Unit tests work best on atoms of a program: a single algorithm that completes a specified task. Firefox is not an algorithm. The MySQL package is not an algorithm. GCC is not an algorithm. And none of them have a single, unified unit test. This is pretty logical, seeing that each program is built of parts.

But the extension here is that in order to write unit tests, you must understand what the parts of the program are. If a part of a program is very well unit-testable, then it is an atom, or a factor, or whatever you want to call it. It cannot be broken into any further multiple parts without destroying the semantics of what it does. This goes all the way back to undergraduate-level algorithms, using Hoare semantics: Precondition, Instructions, Postcondition. The test very simply has to set the precondition, call the function, and test the postcondition.

Let's say you are writing a program to parse a record, see if it is in an existing data set (say, a database), and then insert it or update it to the known data set. How do you write unit tests? To figure out the unit tests to write, you must first understand the factors.

I trivially see three factors: testing the existence in the data set, the insert operation, and the update operation. The "upsert" operation, that is, the decision whether to insert or update and then doing the appropriate action, is not an atom in this program. It should be covered in an integration test.

Let's think about that for a minute: why should upsert be an integration test? Consider a trivial set of two tests:

1. Upsert a record which does not exist (the record should be inserted)
2. Upsert a record which already exists in the set (the record should be updated)

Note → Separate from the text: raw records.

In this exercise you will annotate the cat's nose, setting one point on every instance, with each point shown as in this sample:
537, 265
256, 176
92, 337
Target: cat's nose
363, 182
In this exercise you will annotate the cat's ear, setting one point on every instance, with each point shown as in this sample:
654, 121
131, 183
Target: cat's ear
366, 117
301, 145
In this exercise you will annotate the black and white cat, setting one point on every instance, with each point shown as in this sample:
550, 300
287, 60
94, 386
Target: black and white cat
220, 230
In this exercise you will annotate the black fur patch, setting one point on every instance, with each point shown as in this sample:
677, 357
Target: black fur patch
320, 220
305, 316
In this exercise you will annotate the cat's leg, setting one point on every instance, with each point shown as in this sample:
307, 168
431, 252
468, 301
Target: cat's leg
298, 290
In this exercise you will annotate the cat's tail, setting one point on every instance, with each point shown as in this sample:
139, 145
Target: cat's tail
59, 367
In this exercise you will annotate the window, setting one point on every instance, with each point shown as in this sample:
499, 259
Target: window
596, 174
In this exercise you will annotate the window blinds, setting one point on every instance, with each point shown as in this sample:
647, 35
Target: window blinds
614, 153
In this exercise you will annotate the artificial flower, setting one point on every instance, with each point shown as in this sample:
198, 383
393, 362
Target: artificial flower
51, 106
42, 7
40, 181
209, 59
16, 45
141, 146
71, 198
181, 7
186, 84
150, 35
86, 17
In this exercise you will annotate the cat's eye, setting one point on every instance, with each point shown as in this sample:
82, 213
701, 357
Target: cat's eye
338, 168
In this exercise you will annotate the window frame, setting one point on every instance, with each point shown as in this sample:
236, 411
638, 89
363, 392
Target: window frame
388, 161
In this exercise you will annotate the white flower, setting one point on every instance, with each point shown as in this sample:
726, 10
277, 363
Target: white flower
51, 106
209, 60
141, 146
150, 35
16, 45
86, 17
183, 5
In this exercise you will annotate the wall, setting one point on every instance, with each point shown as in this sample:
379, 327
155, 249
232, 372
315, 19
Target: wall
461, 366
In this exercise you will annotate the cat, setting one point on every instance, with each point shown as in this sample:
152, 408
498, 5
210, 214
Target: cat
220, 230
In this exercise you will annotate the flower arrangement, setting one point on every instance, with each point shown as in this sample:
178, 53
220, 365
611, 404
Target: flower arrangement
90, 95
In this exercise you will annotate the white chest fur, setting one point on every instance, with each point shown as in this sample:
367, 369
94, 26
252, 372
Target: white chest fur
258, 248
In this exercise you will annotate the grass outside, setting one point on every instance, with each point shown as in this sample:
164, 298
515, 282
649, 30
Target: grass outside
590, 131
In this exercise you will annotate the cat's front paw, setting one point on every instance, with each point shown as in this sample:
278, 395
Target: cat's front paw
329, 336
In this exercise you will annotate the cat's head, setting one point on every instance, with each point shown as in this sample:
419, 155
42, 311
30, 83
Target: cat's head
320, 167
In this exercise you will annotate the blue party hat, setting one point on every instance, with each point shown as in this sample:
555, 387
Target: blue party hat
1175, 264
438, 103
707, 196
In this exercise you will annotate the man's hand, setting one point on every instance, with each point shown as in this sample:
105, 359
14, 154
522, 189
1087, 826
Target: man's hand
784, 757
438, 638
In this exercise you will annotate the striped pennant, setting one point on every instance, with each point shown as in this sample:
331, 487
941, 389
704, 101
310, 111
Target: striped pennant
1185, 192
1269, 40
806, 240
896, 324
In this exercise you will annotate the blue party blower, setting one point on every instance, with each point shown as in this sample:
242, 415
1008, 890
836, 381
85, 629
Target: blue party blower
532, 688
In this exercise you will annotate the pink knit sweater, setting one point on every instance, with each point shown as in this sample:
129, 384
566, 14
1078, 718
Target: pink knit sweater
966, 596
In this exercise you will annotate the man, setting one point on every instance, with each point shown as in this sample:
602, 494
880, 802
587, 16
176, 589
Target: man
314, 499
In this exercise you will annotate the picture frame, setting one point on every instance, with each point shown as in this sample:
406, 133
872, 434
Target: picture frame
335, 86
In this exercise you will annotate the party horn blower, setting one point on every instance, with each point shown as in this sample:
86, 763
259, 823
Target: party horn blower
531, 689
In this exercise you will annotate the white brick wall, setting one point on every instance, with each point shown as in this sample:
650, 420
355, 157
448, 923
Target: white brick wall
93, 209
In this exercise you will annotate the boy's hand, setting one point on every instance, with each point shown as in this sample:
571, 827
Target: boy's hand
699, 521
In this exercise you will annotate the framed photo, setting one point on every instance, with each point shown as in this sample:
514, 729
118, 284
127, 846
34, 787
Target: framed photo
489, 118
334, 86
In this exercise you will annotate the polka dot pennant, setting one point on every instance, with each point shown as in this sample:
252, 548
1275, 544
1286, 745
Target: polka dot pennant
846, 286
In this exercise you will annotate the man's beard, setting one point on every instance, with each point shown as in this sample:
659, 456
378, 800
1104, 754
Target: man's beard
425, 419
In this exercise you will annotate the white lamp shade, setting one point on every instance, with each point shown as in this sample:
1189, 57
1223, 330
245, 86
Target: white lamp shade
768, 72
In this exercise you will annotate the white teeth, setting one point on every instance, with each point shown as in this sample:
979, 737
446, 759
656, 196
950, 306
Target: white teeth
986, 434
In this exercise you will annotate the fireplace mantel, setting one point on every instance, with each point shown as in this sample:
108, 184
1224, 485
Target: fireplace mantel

These tests can be broken apart without changing the semantics of the upsert. We know that the upsert operation follows two code paths, and we can run these two tests against those code paths to ensure their respective operation.

The fact that the upsert is then covered as a small integration test signifies that it is also a (larger) factor (maybe a molecule instead of an atom?). The point is that the unit tests (and integration tests) fall clearly along borders within the design of the code. Functions are partitions of functionality of a program, and tests are written along the borders of those partitions.

The question about which comes first, however, still leaves a lot of room for argument. Should you write the tests first as a way of understanding the partitions in the code, or should you write the code first, making smart decisions about how to split functionality and write tests later?

I don't think there is an answer. Writing the tests before hand might give you some artificial lock-in to a design that is not great, but at the same time simply starting to code head first might prevent you from seeing what the overall design of the code should be, in terms of keeping logical functions separate.